Fredag Den 13:e (Punkhol)
Fredag Den 13:E is een typische crustband, bestaande uit vijf jonge vogels, die net zijn uitgevlogen uit een nestje van punk en black metal. Het is vrijdag de 13e vandaag, en de band laat de mogelijkheid dat te benoemen natuurlijk niet onbenut. De geluidstechnicus is van mening dat alleen standje maximaal juist is. Opener Sälj mig lycka, gör mig ren is daardoor moeilijk te volgen. De mannen staan vol adrenaline op het podium, waardoor de podiumpresentatie een hoop energie geeft. Gelukkig worden de eieren die volgen met wat meer precisie en beheersing gelegd. De nummers komen beter uit de verf, ondanks dat alles nog steeds met maximaal geluidsgeweld wordt voorgedragen. Het doet gek genoeg wat afbreuk aan de boosheid en energie die in de melodieuze crust van Fredag Den 13:E zit. De band heeft ook nog een boodschap voor de politiek: ‘gooi alle grenzen open’. Het opvolgende Paria verwoord deze overtuiging op muzikale wijze. De band heeft wat meer gecontroleerde boosheid gevonden, en ook het groovende middenstuk helpt. De band heeft ook nog een boodschap voor de politie: ‘fuck de politie’. We geven het door.
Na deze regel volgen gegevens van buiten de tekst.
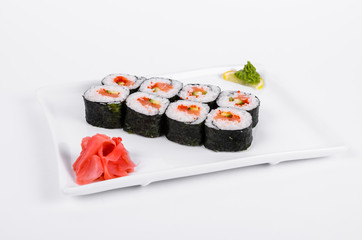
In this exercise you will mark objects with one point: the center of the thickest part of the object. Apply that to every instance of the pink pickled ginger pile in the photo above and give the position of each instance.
(102, 158)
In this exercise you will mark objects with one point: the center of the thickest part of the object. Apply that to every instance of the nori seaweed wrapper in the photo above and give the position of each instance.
(144, 125)
(105, 115)
(255, 115)
(228, 140)
(185, 133)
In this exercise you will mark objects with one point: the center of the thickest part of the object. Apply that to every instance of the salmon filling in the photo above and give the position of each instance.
(108, 93)
(123, 81)
(192, 109)
(159, 86)
(227, 116)
(145, 101)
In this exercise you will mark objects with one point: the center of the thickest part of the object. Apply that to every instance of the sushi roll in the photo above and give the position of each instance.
(162, 87)
(228, 130)
(125, 80)
(200, 93)
(241, 100)
(104, 105)
(185, 122)
(145, 114)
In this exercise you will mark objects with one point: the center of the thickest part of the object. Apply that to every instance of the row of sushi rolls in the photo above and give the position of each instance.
(190, 114)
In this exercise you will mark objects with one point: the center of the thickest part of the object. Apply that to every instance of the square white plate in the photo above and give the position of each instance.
(285, 132)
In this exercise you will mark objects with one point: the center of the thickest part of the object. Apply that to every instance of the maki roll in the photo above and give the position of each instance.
(125, 80)
(162, 87)
(185, 122)
(241, 100)
(200, 93)
(144, 114)
(104, 104)
(228, 130)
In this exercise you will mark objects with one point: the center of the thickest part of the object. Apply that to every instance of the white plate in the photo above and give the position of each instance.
(285, 132)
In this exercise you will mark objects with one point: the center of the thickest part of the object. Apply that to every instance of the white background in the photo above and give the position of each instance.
(311, 47)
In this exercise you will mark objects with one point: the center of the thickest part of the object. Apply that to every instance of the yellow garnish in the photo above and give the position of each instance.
(230, 76)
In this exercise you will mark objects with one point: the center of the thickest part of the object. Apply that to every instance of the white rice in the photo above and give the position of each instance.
(92, 94)
(222, 124)
(224, 100)
(211, 95)
(146, 87)
(109, 80)
(181, 116)
(134, 104)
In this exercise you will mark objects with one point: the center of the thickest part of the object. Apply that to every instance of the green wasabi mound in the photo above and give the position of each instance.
(248, 74)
Het Groningse Youth Deprevation mag vandaag de Skull Crusher openen. De teksten gaan over depressie, zelfmoord en andere minder gezellige thema’s. De band klinkt echter vrolijk als UK hardcore. Het is een interessante combi. De punky riffs klinken bijna sarcastisch bij de teksten die echt fantastisch worden uitgestoten door vocalist Reynaert Vosveld. Het komt echt uit zijn tenen. De ontreddering in zijn gezichtsuitdrukking is echter nog niks vergeleken met de grimassen die drummer Tim van der Steen trekt. Youth Deprevation omschijft de muziek als ‘poser shit about feelings’, en exact dat sarcasme hoor je door dit optreden heen. De band klinkt nog wat onuitgeslapen op momenten, waardoor er sprake is van enig zwalken. De lach van de oprecht gelukkige bassiste aan het einde van het optreden maakt echter veel goed. De band is zichtbaar dankbaar voor de mogelijkheid om op Pitfest te mogen staan. Een degelijk optreden, van een gezellige band, die toch een heel serieuze ondertoon weet aan te slaan.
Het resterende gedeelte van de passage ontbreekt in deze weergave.